Authors: Leon Uris
“Oh, God is patient enough,” Thomas Bannister said.
“You see, we mortals are so pompous that we have deluded ourselves into believing that in all of eternity, and all of the vast universe, that we are the only ones who have undergone the human experience. I’ve always believed that it’s happened before, on this very earth.”
“Here ... how ...”
“Well, in God’s scheme what is a few billion years, here and there. Perhaps there have come and gone a dozen human civilizations in the past billion years that we know nothing about. And after this civilization we are living in destroys itself, it will all start up again in a few hundred million years when the planet has all its messes cleaned up. Then, finally, one of these civilizations, say five billion years from now, will last for eternity because people will treat each other the way they ought to.”
They were interrupted by the phone. Abe’s face became very tense. He wrote out an address and said he would come over within the hour. He set the receiver down, puzzled.
“That was Terrence Campbell. He wants to see me.”

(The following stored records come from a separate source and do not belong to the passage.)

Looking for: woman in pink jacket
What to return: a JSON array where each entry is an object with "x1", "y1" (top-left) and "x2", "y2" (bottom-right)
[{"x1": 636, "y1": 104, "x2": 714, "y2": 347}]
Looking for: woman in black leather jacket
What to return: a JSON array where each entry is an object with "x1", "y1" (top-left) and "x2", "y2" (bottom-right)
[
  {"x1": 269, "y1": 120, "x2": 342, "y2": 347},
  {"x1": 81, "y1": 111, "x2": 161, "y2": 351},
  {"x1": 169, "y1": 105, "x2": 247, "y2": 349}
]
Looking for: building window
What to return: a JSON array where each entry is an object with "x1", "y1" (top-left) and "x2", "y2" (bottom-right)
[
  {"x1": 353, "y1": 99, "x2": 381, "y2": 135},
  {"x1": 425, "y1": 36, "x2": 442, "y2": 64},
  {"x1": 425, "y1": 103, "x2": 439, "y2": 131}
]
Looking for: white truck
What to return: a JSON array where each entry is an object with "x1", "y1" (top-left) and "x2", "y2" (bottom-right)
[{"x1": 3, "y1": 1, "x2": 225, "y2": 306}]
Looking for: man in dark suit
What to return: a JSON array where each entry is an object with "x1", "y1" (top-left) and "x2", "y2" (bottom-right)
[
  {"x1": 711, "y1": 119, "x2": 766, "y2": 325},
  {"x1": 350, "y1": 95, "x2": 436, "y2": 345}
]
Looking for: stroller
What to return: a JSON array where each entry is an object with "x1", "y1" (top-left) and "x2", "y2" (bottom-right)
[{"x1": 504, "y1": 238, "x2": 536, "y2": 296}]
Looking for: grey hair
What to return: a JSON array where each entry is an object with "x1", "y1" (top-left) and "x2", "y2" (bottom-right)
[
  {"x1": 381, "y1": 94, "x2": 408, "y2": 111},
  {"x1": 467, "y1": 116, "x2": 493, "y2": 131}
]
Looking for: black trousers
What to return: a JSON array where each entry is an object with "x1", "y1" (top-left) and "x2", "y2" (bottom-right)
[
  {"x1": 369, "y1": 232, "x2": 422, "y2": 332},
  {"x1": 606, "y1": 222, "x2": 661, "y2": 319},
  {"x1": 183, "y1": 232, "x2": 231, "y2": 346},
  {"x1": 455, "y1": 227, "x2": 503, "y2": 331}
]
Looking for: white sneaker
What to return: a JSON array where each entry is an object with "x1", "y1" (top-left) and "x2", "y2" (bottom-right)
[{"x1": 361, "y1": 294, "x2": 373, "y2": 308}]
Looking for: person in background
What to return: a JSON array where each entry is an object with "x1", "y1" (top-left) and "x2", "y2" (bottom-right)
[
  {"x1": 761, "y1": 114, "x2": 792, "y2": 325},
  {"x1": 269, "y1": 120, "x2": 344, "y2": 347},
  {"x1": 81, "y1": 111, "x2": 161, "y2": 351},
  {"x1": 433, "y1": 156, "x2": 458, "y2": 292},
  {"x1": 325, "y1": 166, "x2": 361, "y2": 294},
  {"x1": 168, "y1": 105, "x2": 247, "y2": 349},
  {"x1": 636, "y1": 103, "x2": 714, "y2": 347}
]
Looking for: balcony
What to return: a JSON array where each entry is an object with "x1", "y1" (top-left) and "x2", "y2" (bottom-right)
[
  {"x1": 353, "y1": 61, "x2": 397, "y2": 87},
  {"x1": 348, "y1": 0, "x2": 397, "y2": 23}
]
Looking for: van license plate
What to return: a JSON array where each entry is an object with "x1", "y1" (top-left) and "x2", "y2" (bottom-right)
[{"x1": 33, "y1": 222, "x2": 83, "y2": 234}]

“Well, that shouldn’t surprise you. You see, if we are going to hang on to this world for a little longer it’s going to be up to him and Kelno’s son and your son and daughter. Well, I shan’t hold you up any longer. How long will you be about? “
“I’m leaving for Israel in a few days. Back where I started, as a journalist.”
They shook hands. “I can’t say you’ve been my most restrained client, but it’s been interesting,” Bannister said, unable to find words in one of the rare instances in his life. “You know what I mean.”
“I know what you mean, Tom.”
“Good luck, Abe.”
ON THE WAY TO SEE TERRENCE I ASKED THE TAXI TO STOP AT THE LAW COURT. WELL, THAT’S NATURAL. TO SAY GOOD-BY TO THE ONE DECENT THING I’VE DONE IN MY LIFE, FIGHT THIS CASE.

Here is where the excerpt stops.